Aller au contenu

Page:Boissonnas, Une famille pendant la guerre, 1873.djvu/264

La bibliothèque libre.
Le texte de cette page a été corrigé et est conforme au fac-similé.

248
UNE FAMILLE PENDANT LA GUERRE.

Elle le plaça à son rang d’âge parmi une dizaine de vos portraits à tous deux qu’elle enveloppait de papier.

— C’est pour montrer à mes malades, fit-elle par manière d’explication, ils ont tant envie de voir mes fils ! À force d’en entendre parler, ils se sont attachés à eux.

— Vous leur parlez de Maurice et d’André, maman !

— Sans doute, c’est ce qui les intéresse le plus.
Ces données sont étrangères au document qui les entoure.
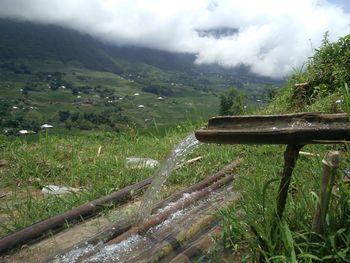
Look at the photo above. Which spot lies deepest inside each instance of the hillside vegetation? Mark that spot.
(74, 82)
(29, 163)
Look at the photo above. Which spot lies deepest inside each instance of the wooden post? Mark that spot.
(330, 164)
(290, 157)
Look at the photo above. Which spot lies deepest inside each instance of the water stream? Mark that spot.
(151, 196)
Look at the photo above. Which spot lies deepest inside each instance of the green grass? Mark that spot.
(69, 160)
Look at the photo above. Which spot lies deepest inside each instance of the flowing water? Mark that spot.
(151, 196)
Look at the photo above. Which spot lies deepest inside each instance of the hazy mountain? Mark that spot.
(23, 40)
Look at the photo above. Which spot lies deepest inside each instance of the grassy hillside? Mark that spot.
(53, 75)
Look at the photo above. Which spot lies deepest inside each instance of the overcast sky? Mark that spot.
(274, 36)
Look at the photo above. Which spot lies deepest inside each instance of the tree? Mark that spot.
(63, 115)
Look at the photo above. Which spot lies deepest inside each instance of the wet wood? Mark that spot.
(58, 222)
(300, 128)
(290, 158)
(330, 164)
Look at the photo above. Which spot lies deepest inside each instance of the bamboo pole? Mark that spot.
(200, 246)
(55, 223)
(330, 164)
(158, 218)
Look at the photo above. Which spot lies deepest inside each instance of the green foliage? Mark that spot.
(233, 102)
(329, 67)
(326, 73)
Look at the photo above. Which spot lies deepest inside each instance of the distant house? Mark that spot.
(46, 126)
(24, 132)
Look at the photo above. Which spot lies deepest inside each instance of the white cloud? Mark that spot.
(274, 36)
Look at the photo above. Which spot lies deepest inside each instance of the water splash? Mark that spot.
(151, 197)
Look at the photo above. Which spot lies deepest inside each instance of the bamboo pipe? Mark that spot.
(81, 212)
(184, 236)
(200, 246)
(200, 185)
(156, 219)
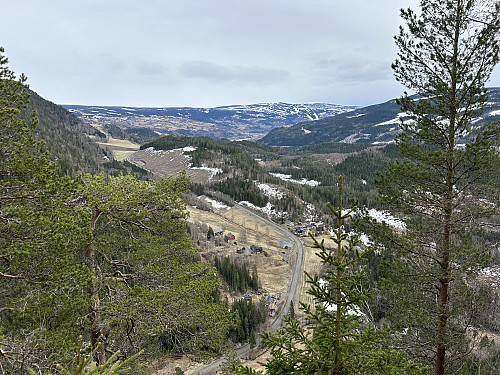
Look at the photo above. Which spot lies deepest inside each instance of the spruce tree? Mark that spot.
(445, 185)
(41, 287)
(335, 337)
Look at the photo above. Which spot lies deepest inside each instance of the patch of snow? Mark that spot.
(213, 171)
(269, 191)
(358, 115)
(216, 204)
(287, 177)
(494, 113)
(383, 216)
(491, 272)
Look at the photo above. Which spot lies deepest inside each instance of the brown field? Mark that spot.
(120, 148)
(273, 270)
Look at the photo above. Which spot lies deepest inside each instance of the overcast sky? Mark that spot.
(205, 53)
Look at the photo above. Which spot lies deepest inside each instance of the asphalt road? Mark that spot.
(297, 268)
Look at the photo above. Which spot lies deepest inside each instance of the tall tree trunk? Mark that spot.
(97, 338)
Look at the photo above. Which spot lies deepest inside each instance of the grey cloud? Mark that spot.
(219, 73)
(346, 67)
(149, 68)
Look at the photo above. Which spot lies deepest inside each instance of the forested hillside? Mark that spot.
(104, 258)
(66, 138)
(377, 123)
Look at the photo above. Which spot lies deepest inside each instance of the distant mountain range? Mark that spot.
(373, 124)
(275, 124)
(232, 122)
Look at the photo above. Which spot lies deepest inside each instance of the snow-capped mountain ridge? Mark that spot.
(231, 121)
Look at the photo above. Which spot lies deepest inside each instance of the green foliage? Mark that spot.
(66, 138)
(237, 276)
(449, 172)
(39, 236)
(334, 147)
(250, 315)
(85, 365)
(106, 256)
(242, 189)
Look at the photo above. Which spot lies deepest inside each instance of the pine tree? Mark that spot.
(146, 277)
(41, 287)
(445, 185)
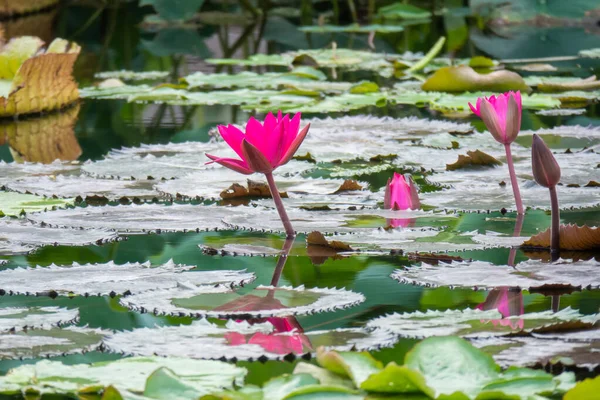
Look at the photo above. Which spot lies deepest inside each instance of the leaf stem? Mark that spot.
(279, 204)
(555, 227)
(513, 179)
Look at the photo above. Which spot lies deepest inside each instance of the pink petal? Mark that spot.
(232, 136)
(232, 163)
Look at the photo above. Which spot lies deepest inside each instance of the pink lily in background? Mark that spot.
(502, 116)
(401, 194)
(262, 148)
(508, 302)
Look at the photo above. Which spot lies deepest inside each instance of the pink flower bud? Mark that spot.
(501, 115)
(401, 193)
(546, 170)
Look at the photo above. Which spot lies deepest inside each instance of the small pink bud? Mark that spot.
(401, 193)
(546, 170)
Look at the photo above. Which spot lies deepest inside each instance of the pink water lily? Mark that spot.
(263, 147)
(401, 193)
(501, 114)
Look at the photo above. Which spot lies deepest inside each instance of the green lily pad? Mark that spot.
(465, 79)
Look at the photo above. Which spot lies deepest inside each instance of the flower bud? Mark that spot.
(546, 170)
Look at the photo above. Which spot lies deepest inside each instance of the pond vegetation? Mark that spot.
(251, 199)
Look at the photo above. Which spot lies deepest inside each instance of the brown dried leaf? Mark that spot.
(572, 237)
(349, 185)
(316, 238)
(42, 83)
(473, 158)
(43, 139)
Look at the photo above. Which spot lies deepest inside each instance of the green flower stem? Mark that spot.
(287, 246)
(513, 179)
(555, 227)
(279, 204)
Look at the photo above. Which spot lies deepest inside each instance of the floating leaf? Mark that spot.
(463, 78)
(264, 301)
(14, 204)
(316, 238)
(572, 237)
(136, 219)
(590, 83)
(43, 82)
(35, 343)
(238, 341)
(73, 186)
(469, 323)
(19, 236)
(113, 279)
(473, 158)
(23, 318)
(526, 275)
(127, 374)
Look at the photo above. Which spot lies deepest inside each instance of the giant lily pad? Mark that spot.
(129, 374)
(35, 343)
(526, 275)
(23, 318)
(37, 81)
(15, 204)
(19, 236)
(73, 186)
(114, 279)
(264, 301)
(239, 340)
(471, 323)
(463, 78)
(142, 218)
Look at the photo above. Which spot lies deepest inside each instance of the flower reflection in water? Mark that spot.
(287, 335)
(509, 302)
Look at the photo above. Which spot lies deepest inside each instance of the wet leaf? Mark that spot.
(473, 158)
(113, 279)
(474, 323)
(526, 275)
(264, 301)
(316, 238)
(128, 374)
(465, 79)
(23, 318)
(572, 237)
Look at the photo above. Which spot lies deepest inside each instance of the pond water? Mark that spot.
(91, 134)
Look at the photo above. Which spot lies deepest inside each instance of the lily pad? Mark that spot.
(73, 186)
(238, 341)
(20, 236)
(128, 374)
(484, 275)
(35, 343)
(24, 318)
(469, 323)
(14, 204)
(29, 91)
(264, 301)
(113, 279)
(138, 219)
(463, 78)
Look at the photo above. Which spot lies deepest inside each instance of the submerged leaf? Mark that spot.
(473, 158)
(463, 78)
(572, 237)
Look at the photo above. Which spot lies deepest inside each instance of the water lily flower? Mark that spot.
(502, 116)
(509, 303)
(546, 172)
(401, 193)
(263, 148)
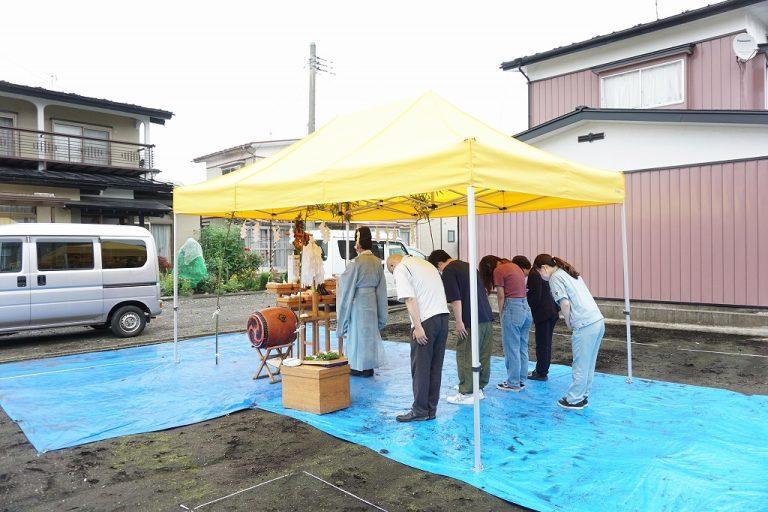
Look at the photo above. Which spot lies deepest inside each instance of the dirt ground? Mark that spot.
(273, 463)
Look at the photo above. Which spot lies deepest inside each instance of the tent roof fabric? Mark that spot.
(400, 161)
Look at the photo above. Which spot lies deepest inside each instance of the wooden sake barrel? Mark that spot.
(271, 327)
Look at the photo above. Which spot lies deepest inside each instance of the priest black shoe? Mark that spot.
(410, 416)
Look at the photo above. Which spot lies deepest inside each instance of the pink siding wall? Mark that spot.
(714, 80)
(696, 235)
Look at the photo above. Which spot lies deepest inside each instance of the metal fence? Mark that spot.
(23, 144)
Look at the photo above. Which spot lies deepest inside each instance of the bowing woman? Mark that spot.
(361, 307)
(582, 316)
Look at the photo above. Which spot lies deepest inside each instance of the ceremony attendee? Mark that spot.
(544, 312)
(508, 280)
(583, 316)
(455, 275)
(361, 307)
(419, 285)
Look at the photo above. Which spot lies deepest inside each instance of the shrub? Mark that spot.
(227, 253)
(166, 284)
(163, 264)
(263, 280)
(232, 285)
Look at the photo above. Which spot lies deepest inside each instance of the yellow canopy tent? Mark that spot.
(404, 160)
(379, 157)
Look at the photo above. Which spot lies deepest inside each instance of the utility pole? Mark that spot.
(312, 72)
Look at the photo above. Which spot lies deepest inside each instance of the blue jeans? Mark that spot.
(516, 322)
(586, 343)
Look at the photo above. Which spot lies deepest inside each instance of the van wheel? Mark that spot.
(128, 321)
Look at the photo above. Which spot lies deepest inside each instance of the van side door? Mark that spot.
(128, 273)
(14, 283)
(66, 281)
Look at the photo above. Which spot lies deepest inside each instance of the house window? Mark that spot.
(10, 213)
(649, 87)
(7, 135)
(70, 147)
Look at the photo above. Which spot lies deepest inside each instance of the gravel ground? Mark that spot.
(195, 465)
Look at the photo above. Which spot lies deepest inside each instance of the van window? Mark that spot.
(64, 255)
(123, 253)
(397, 248)
(10, 257)
(378, 249)
(343, 250)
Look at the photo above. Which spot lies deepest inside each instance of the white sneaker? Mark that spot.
(461, 399)
(456, 388)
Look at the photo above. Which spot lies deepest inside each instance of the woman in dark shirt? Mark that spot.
(545, 315)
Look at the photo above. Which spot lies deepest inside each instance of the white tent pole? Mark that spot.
(475, 332)
(175, 295)
(626, 290)
(346, 243)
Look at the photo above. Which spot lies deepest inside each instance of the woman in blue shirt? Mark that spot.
(582, 316)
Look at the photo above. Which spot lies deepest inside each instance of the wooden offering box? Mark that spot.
(316, 389)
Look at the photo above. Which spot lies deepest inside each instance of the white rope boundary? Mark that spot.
(198, 507)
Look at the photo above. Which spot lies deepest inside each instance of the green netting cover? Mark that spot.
(191, 262)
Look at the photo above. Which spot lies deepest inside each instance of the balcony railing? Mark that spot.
(73, 151)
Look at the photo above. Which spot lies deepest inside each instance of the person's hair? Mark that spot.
(522, 262)
(554, 261)
(486, 268)
(438, 256)
(364, 238)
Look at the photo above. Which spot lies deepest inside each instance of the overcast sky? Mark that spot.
(234, 72)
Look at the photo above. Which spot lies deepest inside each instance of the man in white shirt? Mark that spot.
(419, 284)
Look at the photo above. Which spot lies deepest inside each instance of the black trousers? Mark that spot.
(544, 332)
(427, 365)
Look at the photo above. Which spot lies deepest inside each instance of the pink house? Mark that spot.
(669, 103)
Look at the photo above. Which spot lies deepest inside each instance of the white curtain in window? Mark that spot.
(663, 85)
(95, 151)
(621, 91)
(162, 234)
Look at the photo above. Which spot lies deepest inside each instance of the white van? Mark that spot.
(334, 255)
(56, 275)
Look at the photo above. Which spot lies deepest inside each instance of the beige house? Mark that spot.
(71, 158)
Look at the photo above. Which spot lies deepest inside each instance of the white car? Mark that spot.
(334, 255)
(59, 275)
(416, 253)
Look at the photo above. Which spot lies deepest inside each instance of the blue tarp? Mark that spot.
(646, 446)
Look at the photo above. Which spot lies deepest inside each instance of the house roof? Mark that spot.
(643, 28)
(80, 180)
(646, 116)
(100, 203)
(242, 147)
(155, 115)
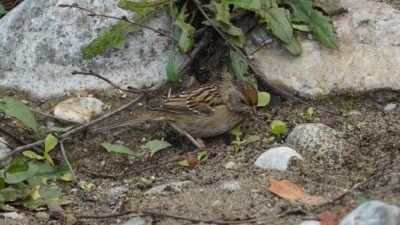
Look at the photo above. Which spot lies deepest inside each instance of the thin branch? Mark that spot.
(174, 160)
(123, 18)
(74, 131)
(142, 212)
(258, 73)
(67, 162)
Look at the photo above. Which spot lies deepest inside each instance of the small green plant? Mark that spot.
(239, 143)
(278, 127)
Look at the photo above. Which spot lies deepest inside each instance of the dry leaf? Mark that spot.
(291, 192)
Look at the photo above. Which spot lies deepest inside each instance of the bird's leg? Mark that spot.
(194, 141)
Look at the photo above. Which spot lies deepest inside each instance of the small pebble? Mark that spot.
(230, 186)
(389, 107)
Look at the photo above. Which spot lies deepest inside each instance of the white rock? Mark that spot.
(43, 44)
(368, 56)
(78, 110)
(319, 139)
(135, 221)
(170, 188)
(389, 107)
(230, 186)
(276, 158)
(310, 222)
(373, 213)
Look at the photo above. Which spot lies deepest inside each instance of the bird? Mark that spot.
(207, 111)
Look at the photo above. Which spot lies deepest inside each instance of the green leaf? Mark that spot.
(185, 42)
(331, 7)
(117, 149)
(12, 178)
(278, 127)
(172, 73)
(66, 177)
(3, 11)
(155, 146)
(320, 25)
(278, 22)
(110, 38)
(239, 65)
(17, 109)
(142, 7)
(32, 155)
(50, 142)
(236, 132)
(249, 4)
(263, 99)
(252, 138)
(222, 21)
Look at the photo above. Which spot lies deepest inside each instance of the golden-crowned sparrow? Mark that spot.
(207, 111)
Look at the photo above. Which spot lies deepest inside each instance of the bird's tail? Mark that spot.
(127, 122)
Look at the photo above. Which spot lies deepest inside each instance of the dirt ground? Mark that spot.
(372, 155)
Franz a une mère qu’il aime tendrement et qui ne peut se résigner à le voir soldat. J’ai lu de ses lettres qui sont déchirantes. Le chagrin de sa mère l’a préparé à me comprendre ; il me dit qu’il se croit en famille quand il écoute mes peines et mes craintes. L’autre malade, Bürkel, n’a plus de mère, mais une grand’mère, trois petites sœurs, une fiancée. Il est d’un caractère mou, et depuis qu’il est malade il se laisse aller au découragement. Pour lui aussi, il est bon de penser à d’autres épreuves qu’aux siennes.

— Il me semble que je ne pourrais pas causer de mes frères avec leurs ennemis ! lui ai-je dit assez sottement. »

Maman m’a répondu d’un air tout à fait fâché : « Un malade n’est plus un ennemi. Vraiment, Berthe, je ne te reconnais pas. »

La semonce était dure ! mais je l’aime tant, ma pauvre maman, je la plains tant, que je l’ai embrassée sans répliquer.